Take away the secondary load and the impedance the amp sees shoots up. If the amp is still driven, Ohm's Law says that the same anode current in a much higher impedance will generate a much higher voltage.
Jan
Take away the secondary load and the impedance the amp sees shoots up. If the amp is still driven, Ohm's Law says that the same anode current in a much higher impedance will generate a much higher voltage.
Jan
you can connect coupling caps of proper size to the plates of your pp amp, and on to another set of OPT whose secondary you connect to the speakers...leaving your original OPT to act like a choke....bass is better this way it seems since inductance is not influenced by dc currents your second OPT...
of course you added complexity to your build, but hey, this is DIY, we are allowed to get crazy as long as we do not electrocute ourselves..
of course you added complexity to your build, but hey, this is DIY, we are allowed to get crazy as long as we do not electrocute ourselves..
impedance matching is based on a resistor load of fixed ohms to reflect that resistance to the primary based on the square of the turns ratio....
but real world speakers are anything but a resistor, so no need to worry a lot...
That's an interesting idea Tony. So you basically use separate transformers for the DC and AC current paths. You could probably save money by replacing the 'DC xformer' by a pair of chokes, no?
Jan
There is ideally no net DC in the "DC transformer", even when it is the only transformer.
The choke-coupled-cap-transformer trick works good in single-ended (no DC cancellation). While that is rare in large audio amps, pre-war radio modulators could be the big exception.

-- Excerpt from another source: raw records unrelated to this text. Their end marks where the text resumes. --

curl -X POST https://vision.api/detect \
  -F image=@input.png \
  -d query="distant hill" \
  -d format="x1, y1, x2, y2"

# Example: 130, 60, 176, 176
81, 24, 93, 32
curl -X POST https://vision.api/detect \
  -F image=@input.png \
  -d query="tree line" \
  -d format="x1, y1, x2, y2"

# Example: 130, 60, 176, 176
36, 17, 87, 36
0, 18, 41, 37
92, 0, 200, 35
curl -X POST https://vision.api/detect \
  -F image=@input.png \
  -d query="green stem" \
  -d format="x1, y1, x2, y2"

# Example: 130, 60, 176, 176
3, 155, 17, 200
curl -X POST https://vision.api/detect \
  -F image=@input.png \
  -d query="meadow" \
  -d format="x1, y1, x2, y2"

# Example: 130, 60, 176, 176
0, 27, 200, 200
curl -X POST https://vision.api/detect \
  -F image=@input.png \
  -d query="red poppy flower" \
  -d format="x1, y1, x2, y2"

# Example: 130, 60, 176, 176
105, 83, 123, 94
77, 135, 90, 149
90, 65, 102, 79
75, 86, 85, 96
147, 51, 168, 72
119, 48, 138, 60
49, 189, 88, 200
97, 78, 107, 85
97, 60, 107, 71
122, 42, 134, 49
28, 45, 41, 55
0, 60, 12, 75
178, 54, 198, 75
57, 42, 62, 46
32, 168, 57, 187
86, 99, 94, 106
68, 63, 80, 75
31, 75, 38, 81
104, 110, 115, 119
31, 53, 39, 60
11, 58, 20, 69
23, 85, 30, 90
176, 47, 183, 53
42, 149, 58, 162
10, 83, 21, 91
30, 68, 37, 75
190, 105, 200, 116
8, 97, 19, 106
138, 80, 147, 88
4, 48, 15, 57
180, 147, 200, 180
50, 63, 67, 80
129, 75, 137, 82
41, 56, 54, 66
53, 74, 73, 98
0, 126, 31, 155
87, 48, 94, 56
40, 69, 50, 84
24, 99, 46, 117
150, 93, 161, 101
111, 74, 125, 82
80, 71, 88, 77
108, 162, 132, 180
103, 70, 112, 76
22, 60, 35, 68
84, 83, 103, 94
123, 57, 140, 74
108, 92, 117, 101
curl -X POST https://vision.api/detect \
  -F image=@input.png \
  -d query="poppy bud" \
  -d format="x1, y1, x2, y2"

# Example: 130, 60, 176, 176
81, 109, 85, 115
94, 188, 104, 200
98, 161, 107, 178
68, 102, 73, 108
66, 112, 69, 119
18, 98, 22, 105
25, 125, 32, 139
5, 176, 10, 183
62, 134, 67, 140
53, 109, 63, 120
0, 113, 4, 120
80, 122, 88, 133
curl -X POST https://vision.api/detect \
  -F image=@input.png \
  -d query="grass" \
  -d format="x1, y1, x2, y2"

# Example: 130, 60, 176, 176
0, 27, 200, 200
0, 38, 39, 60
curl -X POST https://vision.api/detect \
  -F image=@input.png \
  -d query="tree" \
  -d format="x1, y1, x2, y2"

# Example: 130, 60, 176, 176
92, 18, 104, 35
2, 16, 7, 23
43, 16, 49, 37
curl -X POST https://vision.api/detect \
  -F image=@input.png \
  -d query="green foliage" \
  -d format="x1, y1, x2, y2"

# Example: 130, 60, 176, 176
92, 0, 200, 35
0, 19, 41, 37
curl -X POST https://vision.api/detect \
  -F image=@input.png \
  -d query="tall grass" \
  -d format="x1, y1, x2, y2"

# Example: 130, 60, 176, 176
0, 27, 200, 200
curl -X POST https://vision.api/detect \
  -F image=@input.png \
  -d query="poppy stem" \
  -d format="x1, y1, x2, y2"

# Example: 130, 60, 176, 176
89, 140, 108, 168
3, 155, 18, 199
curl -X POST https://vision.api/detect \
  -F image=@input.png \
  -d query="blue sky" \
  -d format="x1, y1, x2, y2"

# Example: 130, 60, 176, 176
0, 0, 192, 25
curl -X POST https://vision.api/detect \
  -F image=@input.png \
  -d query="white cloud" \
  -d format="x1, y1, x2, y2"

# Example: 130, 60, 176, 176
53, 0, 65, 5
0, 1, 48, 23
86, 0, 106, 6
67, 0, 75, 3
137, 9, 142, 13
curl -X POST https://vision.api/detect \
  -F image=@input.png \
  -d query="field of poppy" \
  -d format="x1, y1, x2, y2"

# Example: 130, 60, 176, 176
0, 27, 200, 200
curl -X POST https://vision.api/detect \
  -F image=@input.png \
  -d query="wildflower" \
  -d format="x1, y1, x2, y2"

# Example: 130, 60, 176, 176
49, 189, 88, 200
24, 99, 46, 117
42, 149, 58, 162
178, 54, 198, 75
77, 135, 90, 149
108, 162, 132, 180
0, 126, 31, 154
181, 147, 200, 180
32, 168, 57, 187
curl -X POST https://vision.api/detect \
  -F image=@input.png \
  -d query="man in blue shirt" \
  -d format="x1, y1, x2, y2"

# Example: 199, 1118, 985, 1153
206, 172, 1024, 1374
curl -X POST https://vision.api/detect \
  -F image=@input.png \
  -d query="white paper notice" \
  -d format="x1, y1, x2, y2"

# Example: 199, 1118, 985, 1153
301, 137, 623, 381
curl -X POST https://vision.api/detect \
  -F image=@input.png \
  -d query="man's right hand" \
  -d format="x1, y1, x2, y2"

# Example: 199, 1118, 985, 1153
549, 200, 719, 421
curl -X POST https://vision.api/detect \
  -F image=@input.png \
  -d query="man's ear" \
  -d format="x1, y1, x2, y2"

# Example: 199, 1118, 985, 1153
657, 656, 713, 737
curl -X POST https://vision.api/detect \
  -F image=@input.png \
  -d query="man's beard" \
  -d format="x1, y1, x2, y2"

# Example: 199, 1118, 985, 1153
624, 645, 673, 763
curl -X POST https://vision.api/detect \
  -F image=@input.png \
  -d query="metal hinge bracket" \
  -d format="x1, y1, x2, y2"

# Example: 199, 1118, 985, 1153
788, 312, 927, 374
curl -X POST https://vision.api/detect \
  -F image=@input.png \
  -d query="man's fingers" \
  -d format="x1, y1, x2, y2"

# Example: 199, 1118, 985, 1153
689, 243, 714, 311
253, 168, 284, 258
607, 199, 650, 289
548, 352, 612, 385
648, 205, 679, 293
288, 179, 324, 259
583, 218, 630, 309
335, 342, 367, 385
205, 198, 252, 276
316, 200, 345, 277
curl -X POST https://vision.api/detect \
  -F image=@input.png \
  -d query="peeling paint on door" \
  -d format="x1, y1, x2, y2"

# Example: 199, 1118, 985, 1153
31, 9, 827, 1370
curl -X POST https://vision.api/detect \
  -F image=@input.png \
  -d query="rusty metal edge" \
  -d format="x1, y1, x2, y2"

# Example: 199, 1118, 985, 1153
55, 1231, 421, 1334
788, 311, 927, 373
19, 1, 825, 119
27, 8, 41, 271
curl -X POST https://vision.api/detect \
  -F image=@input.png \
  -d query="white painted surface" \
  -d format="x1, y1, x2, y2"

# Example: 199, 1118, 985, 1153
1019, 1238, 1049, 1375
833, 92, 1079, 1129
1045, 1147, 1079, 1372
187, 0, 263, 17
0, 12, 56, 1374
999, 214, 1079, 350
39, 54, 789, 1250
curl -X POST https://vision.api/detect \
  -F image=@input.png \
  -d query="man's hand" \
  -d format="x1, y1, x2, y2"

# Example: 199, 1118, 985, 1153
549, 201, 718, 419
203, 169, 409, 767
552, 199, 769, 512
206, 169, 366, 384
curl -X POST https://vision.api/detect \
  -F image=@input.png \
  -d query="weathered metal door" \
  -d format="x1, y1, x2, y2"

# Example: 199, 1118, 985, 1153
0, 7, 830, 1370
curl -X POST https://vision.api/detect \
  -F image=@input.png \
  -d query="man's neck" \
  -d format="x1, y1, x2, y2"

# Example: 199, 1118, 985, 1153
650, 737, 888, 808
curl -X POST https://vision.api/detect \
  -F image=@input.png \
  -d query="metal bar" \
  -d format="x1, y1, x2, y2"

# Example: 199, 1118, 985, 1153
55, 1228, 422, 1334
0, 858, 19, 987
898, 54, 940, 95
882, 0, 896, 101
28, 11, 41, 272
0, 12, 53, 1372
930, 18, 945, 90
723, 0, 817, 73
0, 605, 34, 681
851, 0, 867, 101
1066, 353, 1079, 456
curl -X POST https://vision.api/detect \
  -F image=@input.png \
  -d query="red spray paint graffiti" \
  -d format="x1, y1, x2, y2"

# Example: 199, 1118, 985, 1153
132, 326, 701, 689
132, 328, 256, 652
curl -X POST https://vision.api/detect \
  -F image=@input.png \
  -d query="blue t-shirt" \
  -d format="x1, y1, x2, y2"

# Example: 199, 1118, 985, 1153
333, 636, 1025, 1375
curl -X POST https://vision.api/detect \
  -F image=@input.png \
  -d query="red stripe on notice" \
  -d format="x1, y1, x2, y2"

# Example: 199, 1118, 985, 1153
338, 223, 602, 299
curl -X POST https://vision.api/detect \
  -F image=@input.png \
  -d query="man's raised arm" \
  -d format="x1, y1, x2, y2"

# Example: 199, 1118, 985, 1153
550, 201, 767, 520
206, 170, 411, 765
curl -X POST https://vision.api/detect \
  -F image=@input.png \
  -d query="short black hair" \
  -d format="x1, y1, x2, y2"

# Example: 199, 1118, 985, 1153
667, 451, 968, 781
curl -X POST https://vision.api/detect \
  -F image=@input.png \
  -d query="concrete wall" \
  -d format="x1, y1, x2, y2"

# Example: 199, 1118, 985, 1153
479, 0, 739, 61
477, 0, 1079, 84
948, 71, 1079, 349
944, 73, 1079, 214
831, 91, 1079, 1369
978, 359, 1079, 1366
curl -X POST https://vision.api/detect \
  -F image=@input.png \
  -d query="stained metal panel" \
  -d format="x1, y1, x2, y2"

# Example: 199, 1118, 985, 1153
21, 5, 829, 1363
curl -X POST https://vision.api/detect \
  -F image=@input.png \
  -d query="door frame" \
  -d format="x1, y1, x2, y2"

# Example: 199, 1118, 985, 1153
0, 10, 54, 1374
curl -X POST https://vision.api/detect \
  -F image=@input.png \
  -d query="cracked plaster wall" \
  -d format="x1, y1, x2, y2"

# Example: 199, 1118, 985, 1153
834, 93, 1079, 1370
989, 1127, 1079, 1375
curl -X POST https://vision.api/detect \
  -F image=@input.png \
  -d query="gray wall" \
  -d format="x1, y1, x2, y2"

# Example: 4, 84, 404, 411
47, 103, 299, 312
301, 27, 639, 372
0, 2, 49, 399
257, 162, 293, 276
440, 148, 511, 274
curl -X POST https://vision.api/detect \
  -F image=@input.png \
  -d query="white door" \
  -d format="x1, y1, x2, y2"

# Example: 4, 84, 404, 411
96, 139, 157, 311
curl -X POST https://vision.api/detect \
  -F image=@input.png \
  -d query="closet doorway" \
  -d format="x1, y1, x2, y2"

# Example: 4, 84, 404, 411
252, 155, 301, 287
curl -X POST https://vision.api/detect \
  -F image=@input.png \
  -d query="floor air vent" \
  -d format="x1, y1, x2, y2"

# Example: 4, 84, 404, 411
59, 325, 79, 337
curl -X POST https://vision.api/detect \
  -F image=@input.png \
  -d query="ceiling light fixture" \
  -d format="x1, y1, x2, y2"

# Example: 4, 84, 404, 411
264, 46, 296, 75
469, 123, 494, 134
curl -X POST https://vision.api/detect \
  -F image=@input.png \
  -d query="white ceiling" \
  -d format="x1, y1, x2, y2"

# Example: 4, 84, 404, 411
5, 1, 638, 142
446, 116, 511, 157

Even though the audio side was usually push-pull, the RF amplifier side never was. So the RF amp's DC current was socking the core. There are ways to do it SE but the reduced efficiency was hard to bear.
The choke-coupled-cap-transformer trick works good in single-ended (no DC cancellation). While that is rare in large audio amps, pre-war radio modulators could be the big exception. Even though the audio side was usually push-pull, the RF amplifier side never was. So the RF amp's DC current was socking the core. There are ways to do it SE but the reduced efficiency was hard to bear.
Tony's suggestion in post #25 introduces additional coupling networks and resonances, so this may not be easy for an amp with global feedback. For example, at low frequency the effective output resistance (output stage Ra and reflected load RL) interacts with a modified shunt L from the original OPT and the added new OPT. And the new coupling cap resonates with the new OPT primary inductance, making for a large value cap (especially if phase shift in the audio band is a concern) with similarly large voltage rating. These are the typical issues faced by anode choke/parafeed amp afficiando's.
The difference between a power transformer and an output transformer is that the former is fed by a voltage source, whereas the latter is fed by a current source).
Disconnect the secondary, and the transformer behaves as a high-value inductor. So you're comparing an inductor connected to a current source, with one connected to a voltage source. The former results in large voltages, the latter results in small currents.
Disconnect the secondary, and the transformer behaves as a high-value inductor. So you're comparing an inductor connected to a current source, with one connected to a voltage source. The former results in large voltages, the latter results in small currents.